第519章(2/2)
韋泗叔的那個山間小屋,在他受傷之前我和汪琴都去過。那時間韋泗叔的爺爺還在,他們一對小情侶帶著我去山裡面看風景、采蘑菇、摘野果什麼的。
但受傷後韋泗叔一個在山裡面住了那麼多年,直到今年年初才出山去城市裡打工,汪琴卻從沒去過那裡了。
倒是汪琴的母親找到了那裡,拿走了韋泗叔的銀行卡,取走了他的一大筆錢,說是算作她女兒汪琴的青春損失費。從那以後,他們倆之間的感情裂痕就更大了。
朱大哥你問我的另一個問題是,我現在的男友對我月夜在外忙活或是出行這個事怎麼看。
這個還得先從黃鎮街上的那個金老師說起,因為他是我男朋友的結拜大哥,對他很有影響力。
韋泗叔在黃鎮街上擺攤子的那些日子裡,偶爾我會叫我媽把我送到那裡,和他見上一面,說說話,順便也是出去散散心。
黃鎮街上還是蠻漂亮的,一條大河從中間穿過,把大街分成了兩部分。那條河的河水特別清澈,河邊是成排的柳樹林。
每次去那裡,母親幫我找輛小車,把我送過去,有時她也順便去買點東西。下午三四點鐘時,小車再過去把我接回家。
我到了街上以後,先陪韋泗叔說說話。只是如果我陪他坐在攤子邊,每次都會引來很多圍觀的人。他們圍著我和韋泗,指指點點地說著閒話。有的人說的話還非常尖刻,讓人憤怒!只是我眼睛不好,看不清說話者的臉。
白天出門,我一般是穿那套藍色的帶斗篷的衣服。啥時候覺得太陽光刺眼了,就把大帽子帶在頭上。
然而我的這個造型對於黃鎮街上的圍觀者們來說,肯定是比較奇特的。
在攤位邊和韋泗叔說完話以後,我就沿著護欄,慢慢地走到那條大河邊的柳樹林中。面對流淌的河水,手扶著柳樹杆,站著聽水聲,讓水聲蓋掉背後的嘈雜聲。

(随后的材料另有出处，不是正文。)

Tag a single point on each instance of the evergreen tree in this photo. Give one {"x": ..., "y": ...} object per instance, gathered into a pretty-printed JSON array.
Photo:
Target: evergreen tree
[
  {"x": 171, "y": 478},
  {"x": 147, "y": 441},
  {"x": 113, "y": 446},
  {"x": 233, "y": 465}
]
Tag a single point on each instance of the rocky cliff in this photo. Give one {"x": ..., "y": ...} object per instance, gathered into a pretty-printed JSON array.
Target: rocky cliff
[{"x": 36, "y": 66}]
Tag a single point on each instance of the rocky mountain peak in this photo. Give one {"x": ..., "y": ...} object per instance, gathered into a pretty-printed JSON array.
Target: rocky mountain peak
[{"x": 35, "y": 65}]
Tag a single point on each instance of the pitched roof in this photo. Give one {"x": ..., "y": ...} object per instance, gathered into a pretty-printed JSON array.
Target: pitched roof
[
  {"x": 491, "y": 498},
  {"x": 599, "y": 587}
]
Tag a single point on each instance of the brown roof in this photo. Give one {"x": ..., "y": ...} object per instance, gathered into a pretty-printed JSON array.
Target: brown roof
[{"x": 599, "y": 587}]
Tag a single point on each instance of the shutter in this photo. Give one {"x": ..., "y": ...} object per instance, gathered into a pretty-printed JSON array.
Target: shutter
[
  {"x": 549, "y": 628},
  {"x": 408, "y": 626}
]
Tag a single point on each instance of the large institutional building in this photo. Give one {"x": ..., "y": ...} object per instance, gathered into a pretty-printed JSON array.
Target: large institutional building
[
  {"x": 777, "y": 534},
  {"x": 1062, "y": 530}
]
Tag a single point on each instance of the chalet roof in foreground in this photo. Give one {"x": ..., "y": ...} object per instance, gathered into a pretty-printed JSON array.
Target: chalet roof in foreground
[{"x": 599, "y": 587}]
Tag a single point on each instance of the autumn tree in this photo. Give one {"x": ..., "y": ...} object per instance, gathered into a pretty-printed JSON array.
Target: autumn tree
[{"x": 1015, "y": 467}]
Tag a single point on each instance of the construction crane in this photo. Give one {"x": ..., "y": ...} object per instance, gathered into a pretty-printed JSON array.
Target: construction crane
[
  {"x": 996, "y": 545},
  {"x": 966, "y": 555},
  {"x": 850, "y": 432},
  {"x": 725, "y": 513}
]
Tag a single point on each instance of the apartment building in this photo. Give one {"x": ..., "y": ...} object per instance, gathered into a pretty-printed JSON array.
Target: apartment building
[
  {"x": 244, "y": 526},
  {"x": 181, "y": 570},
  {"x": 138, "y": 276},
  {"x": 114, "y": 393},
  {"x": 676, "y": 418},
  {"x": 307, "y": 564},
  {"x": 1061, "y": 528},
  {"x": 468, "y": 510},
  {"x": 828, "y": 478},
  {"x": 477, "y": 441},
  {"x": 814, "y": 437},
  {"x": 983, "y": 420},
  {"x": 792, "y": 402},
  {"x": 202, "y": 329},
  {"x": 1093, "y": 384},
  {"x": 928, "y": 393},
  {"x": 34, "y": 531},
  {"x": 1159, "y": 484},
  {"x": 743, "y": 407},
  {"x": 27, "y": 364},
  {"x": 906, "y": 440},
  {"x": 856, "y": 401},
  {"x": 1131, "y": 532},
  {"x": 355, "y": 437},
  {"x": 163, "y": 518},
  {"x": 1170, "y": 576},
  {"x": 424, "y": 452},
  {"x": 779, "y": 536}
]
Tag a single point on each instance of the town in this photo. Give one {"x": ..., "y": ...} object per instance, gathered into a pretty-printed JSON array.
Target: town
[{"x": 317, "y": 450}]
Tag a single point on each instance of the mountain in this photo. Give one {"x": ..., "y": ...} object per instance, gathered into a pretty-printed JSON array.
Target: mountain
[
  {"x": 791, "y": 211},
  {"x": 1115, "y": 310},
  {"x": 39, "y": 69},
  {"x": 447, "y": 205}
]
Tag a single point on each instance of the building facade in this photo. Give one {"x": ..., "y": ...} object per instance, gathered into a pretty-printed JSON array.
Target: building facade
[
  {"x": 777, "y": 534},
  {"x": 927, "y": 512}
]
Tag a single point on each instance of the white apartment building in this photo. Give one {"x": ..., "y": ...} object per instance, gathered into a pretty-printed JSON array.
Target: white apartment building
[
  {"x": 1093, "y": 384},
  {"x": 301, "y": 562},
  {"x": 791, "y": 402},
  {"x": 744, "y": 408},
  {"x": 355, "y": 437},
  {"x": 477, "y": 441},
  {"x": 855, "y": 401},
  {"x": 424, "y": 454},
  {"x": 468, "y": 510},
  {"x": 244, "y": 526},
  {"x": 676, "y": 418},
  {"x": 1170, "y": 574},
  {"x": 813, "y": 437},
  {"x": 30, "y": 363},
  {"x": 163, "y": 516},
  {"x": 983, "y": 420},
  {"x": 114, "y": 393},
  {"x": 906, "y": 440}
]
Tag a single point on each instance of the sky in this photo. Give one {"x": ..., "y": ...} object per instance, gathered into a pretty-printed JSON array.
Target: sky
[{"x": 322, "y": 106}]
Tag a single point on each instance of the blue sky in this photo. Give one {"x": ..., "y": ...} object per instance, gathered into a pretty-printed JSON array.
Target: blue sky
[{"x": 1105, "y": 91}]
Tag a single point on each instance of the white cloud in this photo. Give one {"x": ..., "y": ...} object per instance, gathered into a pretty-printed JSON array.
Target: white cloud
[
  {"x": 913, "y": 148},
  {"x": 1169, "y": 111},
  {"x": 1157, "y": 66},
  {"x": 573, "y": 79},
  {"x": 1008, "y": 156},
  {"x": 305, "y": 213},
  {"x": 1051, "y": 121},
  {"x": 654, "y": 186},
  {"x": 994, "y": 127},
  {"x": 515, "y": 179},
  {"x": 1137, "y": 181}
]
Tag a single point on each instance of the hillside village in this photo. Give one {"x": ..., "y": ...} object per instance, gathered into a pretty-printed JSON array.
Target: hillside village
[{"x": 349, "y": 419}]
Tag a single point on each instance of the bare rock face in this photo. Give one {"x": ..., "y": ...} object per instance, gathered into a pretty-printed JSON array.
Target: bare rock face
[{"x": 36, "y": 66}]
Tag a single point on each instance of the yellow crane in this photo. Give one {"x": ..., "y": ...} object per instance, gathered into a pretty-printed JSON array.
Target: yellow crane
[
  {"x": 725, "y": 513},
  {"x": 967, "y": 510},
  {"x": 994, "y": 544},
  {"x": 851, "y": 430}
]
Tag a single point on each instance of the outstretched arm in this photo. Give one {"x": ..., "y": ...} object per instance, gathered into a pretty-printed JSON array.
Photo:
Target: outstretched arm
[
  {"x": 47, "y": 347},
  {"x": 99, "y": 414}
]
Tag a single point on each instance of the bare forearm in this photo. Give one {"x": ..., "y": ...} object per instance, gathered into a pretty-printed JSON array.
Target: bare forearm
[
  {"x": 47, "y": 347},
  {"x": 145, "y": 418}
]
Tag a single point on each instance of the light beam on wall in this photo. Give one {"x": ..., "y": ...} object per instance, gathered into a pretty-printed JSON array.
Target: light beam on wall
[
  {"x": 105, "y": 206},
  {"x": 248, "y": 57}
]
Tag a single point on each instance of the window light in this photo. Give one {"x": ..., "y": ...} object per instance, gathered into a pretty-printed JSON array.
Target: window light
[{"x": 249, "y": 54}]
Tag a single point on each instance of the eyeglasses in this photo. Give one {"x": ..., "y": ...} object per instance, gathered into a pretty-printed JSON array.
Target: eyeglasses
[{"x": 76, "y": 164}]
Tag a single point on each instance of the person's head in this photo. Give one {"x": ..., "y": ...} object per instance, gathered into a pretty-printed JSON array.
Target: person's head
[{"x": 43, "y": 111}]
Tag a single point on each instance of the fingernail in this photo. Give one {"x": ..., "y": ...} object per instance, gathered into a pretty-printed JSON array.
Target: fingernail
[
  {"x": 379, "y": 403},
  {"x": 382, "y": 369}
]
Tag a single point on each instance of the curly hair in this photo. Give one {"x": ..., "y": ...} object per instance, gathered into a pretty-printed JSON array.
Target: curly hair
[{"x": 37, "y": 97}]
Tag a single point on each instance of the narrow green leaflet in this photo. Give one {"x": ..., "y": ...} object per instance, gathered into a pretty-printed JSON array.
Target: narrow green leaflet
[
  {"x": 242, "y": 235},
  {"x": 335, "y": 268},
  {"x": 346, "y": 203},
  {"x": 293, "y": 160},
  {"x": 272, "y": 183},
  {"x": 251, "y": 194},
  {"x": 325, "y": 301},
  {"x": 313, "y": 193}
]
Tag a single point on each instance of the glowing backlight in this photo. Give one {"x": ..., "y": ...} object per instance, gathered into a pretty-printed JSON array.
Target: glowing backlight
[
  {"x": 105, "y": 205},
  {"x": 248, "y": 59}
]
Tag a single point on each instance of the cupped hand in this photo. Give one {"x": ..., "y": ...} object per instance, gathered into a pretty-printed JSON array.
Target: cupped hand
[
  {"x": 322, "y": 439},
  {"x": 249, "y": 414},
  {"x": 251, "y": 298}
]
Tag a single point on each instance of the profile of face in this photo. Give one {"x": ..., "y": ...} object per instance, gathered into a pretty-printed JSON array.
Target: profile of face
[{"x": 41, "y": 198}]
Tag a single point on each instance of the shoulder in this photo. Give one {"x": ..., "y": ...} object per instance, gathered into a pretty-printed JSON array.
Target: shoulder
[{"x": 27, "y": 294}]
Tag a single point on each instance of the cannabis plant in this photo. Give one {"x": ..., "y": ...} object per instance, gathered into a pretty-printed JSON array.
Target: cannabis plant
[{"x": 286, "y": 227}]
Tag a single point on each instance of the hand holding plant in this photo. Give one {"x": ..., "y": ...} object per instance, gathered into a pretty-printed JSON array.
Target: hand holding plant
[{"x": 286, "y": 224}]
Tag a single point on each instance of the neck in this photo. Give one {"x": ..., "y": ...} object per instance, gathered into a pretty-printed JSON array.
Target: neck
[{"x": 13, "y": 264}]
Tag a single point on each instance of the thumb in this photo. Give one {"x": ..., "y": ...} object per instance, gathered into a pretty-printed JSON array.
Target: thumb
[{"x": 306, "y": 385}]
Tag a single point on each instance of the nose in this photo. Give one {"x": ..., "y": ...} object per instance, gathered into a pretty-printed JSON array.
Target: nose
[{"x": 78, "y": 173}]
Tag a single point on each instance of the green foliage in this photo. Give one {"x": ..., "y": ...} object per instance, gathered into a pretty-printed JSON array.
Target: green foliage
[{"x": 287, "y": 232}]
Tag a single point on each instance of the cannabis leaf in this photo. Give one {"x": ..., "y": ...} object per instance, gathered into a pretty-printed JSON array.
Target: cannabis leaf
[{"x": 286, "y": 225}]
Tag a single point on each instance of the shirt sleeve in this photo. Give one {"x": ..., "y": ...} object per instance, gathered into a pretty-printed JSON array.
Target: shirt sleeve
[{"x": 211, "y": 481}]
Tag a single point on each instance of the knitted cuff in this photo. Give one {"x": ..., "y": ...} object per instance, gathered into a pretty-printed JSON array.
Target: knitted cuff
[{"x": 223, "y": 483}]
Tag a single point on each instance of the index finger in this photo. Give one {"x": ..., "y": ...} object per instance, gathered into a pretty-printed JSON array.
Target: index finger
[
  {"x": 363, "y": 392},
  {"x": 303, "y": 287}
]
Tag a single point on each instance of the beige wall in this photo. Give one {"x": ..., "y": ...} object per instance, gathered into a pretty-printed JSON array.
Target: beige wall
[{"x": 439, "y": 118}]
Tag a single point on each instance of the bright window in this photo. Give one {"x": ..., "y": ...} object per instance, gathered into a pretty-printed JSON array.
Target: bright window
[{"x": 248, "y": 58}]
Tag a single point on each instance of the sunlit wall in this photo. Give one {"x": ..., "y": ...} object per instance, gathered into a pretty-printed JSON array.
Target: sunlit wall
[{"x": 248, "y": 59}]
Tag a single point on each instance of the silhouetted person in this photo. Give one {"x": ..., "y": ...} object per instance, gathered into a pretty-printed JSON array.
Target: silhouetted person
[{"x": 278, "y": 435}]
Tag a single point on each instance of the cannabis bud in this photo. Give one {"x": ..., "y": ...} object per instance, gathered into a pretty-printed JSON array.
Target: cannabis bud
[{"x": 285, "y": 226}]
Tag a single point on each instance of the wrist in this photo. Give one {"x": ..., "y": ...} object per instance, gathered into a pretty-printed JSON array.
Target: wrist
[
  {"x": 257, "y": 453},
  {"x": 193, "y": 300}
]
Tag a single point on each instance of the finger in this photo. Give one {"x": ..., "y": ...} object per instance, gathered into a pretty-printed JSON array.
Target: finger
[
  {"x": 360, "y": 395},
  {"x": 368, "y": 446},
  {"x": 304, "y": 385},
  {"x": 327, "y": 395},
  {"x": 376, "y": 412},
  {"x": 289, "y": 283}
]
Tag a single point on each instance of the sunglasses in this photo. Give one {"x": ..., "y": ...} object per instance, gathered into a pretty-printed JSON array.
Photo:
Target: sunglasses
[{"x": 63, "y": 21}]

站累了時,就找塊綠地坐下來休息一會兒。感到餓了時,再慢慢地走回韋泗叔那兒,讓他給我買吃的。感覺疲勞了時,就回家。
為了方便起見,我每次都是包車來回。當然,回去時每次都由韋泗叔來付車費。
我知道我回去以後,韋泗叔他還要堅持幾個小時,然後再讓他長期包的那輛電動三輪車車主把他接回去。他的貨物就一直放在那人的車上,或是寄存在街上的某個地方,因為那個車子是開不到他山裡面的屋子那兒的。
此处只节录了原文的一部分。